Sharpy Method	Extension Method	Notes
`s.upper()`	`s.Upper()`	Uppercase (invariant culture)
`s.lower()`	`s.Lower()`	Lowercase (invariant culture)
`s.strip()`	`s.Strip()`	Remove leading/trailing whitespace
`s.lstrip()`	`s.Lstrip()`	Remove leading whitespace
`s.rstrip()`	`s.Rstrip()`	Remove trailing whitespace
`s.startswith(prefix)`	`s.Startswith(prefix)`	Check prefix
`s.endswith(suffix)`	`s.Endswith(suffix)`	Check suffix
`s.find(sub)`	`s.Find(sub)`	Find substring (returns -1 if not found)
`s.rfind(sub)`	`s.Rfind(sub)`	Find last occurrence
`s.replace(old, new)`	`s.Replace(old, new)`	Replace all occurrences
`s.split()`	`s.Split()`	Split on whitespace
`s.split(sep)`	`s.Split(sep)`	Split on separator
`s.join(items)`	`s.Join(items)`	Join with separator
`s.count(sub)`	`s.Count(sub)`	Count occurrences
`s.isdigit()`	`s.Isdigit()`	Check if all digits
`s.isalpha()`	`s.Isalpha()`	Check if all alphabetic
`s.isalnum()`	`s.Isalnum()`	Check if alphanumeric
`s.isspace()`	`s.Isspace()`	Check if all whitespace
`s.casefold()`	`s.Casefold()`	Full Unicode case folding

.NET Methods (Direct Access)¶

Since str is System.String, all .NET string methods are directly available:

s = "Hello, World!"

# .NET methods work directly
s.Contains("World")            # True
s.Substring(0, 5)              # "Hello"
s.PadLeft(20)                  # "       Hello, World!"
s.Insert(7, "Beautiful ")      # "Hello, Beautiful World!"

Method Resolution¶

When both a Sharpy extension method and a .NET method could apply, the Sharpy extension method takes precedence via the compiler's name mangling:

s.upper()    # Mangled to s.Upper() — calls Sharpy extension method

Differences from Python¶

Some Python string methods have slightly different behavior due to .NET semantics:

Operation	Python	Sharpy/.NET
`"ab" * 3`	`"ababab"`	`"ababab"` (✅ same)
`s.split()`	Splits on any whitespace	Splits on whitespace (✅ same)
`s.split("")`	`ValueError`	`ValueError` (✅ same)
`s.count(sub)`	Count non-overlapping	Count non-overlapping (✅ same)
`s[::2]`	Every other char	Slice syntax supported

To split a string into individual characters in Sharpy, use:

chars = list("hello")           # ['h', 'e', 'l', 'l', 'o']
# or
chars = [c for c in "hello"]    # ['h', 'e', 'l', 'l', 'o']

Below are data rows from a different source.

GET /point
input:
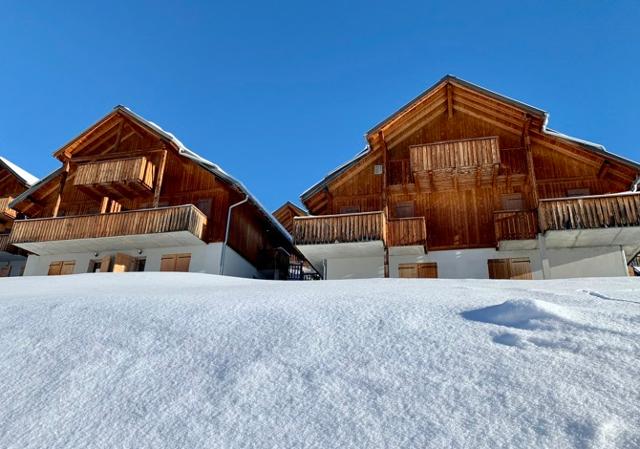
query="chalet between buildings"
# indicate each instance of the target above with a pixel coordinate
(466, 183)
(13, 181)
(131, 197)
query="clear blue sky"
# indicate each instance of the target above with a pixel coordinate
(279, 93)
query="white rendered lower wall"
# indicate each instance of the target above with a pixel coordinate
(473, 263)
(204, 259)
(355, 268)
(466, 263)
(586, 262)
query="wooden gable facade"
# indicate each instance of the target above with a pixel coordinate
(471, 168)
(124, 176)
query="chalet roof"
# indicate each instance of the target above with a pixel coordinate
(23, 176)
(183, 151)
(297, 208)
(543, 115)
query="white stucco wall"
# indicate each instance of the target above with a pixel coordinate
(586, 262)
(16, 262)
(204, 259)
(473, 263)
(355, 268)
(466, 263)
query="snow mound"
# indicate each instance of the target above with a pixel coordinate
(186, 360)
(523, 314)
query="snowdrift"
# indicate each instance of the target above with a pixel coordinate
(158, 360)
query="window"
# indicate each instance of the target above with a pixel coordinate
(512, 201)
(349, 209)
(175, 262)
(579, 192)
(61, 267)
(510, 269)
(405, 209)
(5, 270)
(427, 270)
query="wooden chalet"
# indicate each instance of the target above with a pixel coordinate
(464, 182)
(129, 196)
(13, 181)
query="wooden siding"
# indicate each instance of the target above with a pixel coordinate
(4, 242)
(407, 232)
(147, 221)
(590, 212)
(6, 213)
(515, 225)
(361, 227)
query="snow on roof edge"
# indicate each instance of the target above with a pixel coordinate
(26, 177)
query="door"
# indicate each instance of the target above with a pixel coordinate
(428, 270)
(123, 262)
(175, 262)
(61, 267)
(510, 269)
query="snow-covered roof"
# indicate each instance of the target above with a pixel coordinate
(592, 146)
(27, 178)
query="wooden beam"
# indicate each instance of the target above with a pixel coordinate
(63, 179)
(385, 200)
(159, 177)
(526, 143)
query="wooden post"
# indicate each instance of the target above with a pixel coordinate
(449, 101)
(63, 180)
(159, 177)
(526, 142)
(385, 201)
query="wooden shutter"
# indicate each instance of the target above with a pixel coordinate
(168, 263)
(105, 264)
(521, 269)
(182, 262)
(54, 268)
(5, 271)
(498, 269)
(408, 270)
(175, 262)
(123, 262)
(428, 270)
(68, 267)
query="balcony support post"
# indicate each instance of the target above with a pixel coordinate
(63, 180)
(158, 180)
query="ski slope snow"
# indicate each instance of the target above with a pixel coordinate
(159, 360)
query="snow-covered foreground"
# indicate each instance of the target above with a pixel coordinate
(197, 361)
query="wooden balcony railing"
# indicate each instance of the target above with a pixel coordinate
(590, 212)
(515, 225)
(139, 171)
(6, 213)
(455, 154)
(4, 242)
(344, 228)
(455, 164)
(407, 232)
(134, 222)
(400, 172)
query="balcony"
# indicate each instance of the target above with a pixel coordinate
(455, 164)
(599, 220)
(116, 178)
(516, 229)
(6, 213)
(136, 229)
(407, 236)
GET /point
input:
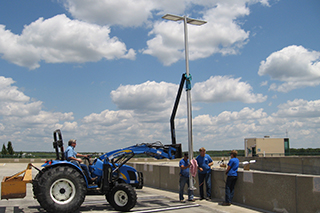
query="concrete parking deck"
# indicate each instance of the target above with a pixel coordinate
(149, 200)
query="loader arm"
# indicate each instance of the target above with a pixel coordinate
(156, 150)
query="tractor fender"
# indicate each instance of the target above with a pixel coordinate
(55, 163)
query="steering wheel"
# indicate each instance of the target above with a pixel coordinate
(86, 160)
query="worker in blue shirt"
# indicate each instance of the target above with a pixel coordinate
(232, 172)
(72, 155)
(184, 165)
(204, 172)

Implications for Sharpy Developers¶

String length may differ from character count: len() returns UTF-16 code units, which may be more than the number of visible characters for strings containing emoji or rare Unicode characters.
Indexing can split surrogate pairs: Be cautious when indexing or slicing strings that may contain characters outside the Basic Multilingual Plane (BMP).
Use .NET APIs for Unicode-aware operations: When correctness with all Unicode text is required, use StringInfo, Rune, or other .NET globalization APIs.
Most common text works as expected: ASCII text and most European/Asian scripts (within the BMP) have a 1:1 correspondence between characters and code units.

Implementation - ✅ str maps to System.String; Python methods via Sharpy.StringExtensions; operators/indexing/iteration via Sharpy.StringHelpers.